By Simon Vozick-Levinson | September 26, 2014
André 3000 first discovered Jimi Hendrix in the late Nineties, when he heard the guitarist's cover of "All Along the Watchtower" in a movie. "Those solos are excellent, man!" says the rapper and singer, who was best known at the time as Outkast's trippier half. "I didn't even know Bob Dylan wrote it at that point. Then I started digging into Jimi's catalog." More than a decade later, André has given a powerful starring performance in the Hendrix biopic Jimi: All Is by My Side, entering wide release this month. He called during a rare break from his 42-date reunion tour with Outkast – the duo's first tour since 2002. "I'm finally at home with a day to chill out," says André, 39. "Time to wash clothes and Netflix."

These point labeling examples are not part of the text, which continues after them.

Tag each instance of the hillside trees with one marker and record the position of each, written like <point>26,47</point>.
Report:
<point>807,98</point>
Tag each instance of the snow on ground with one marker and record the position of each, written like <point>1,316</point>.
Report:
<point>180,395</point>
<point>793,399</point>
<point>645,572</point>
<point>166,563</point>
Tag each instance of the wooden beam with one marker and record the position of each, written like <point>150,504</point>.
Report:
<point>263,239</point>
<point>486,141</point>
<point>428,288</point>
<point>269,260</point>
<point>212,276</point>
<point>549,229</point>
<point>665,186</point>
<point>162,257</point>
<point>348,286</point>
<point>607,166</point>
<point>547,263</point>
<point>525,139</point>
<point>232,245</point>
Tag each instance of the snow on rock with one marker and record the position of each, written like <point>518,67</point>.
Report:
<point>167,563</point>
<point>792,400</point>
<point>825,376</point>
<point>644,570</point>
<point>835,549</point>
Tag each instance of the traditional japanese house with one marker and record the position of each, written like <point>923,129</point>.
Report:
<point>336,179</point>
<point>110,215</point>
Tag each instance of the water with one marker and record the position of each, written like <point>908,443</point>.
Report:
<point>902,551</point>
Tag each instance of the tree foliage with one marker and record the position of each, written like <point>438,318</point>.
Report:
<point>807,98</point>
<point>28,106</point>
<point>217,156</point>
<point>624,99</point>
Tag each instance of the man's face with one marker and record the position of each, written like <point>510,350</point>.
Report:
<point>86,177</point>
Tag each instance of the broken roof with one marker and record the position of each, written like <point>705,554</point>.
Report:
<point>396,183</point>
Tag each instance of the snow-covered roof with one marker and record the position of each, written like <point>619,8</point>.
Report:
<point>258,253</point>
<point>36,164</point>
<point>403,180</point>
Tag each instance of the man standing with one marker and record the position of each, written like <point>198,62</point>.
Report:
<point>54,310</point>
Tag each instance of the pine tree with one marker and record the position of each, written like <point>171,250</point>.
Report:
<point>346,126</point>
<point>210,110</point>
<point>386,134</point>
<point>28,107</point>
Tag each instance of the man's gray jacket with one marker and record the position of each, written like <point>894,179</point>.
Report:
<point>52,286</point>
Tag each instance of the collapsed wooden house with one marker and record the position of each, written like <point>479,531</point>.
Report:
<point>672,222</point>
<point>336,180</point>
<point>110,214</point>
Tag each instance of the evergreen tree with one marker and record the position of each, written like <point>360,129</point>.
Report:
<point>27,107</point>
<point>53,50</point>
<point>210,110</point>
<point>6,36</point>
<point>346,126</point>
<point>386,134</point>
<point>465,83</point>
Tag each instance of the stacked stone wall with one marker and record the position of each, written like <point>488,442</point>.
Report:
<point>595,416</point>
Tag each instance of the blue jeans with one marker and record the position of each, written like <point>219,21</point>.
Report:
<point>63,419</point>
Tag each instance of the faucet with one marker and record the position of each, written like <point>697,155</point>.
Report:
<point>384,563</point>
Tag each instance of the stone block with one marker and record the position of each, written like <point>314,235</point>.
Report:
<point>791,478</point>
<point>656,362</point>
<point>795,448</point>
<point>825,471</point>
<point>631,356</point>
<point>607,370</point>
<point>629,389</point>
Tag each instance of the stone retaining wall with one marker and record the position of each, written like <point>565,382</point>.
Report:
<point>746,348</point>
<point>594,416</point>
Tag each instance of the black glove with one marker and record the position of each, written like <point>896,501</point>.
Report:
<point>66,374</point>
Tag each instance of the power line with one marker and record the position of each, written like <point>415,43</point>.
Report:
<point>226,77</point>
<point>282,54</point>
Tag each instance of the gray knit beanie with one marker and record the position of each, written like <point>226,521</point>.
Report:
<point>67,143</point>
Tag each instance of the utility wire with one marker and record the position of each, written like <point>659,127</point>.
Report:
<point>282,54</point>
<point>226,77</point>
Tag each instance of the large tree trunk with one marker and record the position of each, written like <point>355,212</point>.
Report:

Did your love of Hendrix influence the music you made with Outkast?
Definitely. When you hear the guitar solo break out on "Bombs Over Baghdad," Jimi influenced that. One of the guys from our backing band played it. At the time – this is going to trip you out – the record company was like, "We've got to take that out. We should get Kid Rock to play it." No joke. They thought it would be a great marketing move.
Seriously? What happened?
I was like, "What?" I love Kid Rock, but I said, "I don't want to go for the name thing."
In the movie, you play Jimi in his midtwenties, on his first trip to London. Where was your head at when you were that age?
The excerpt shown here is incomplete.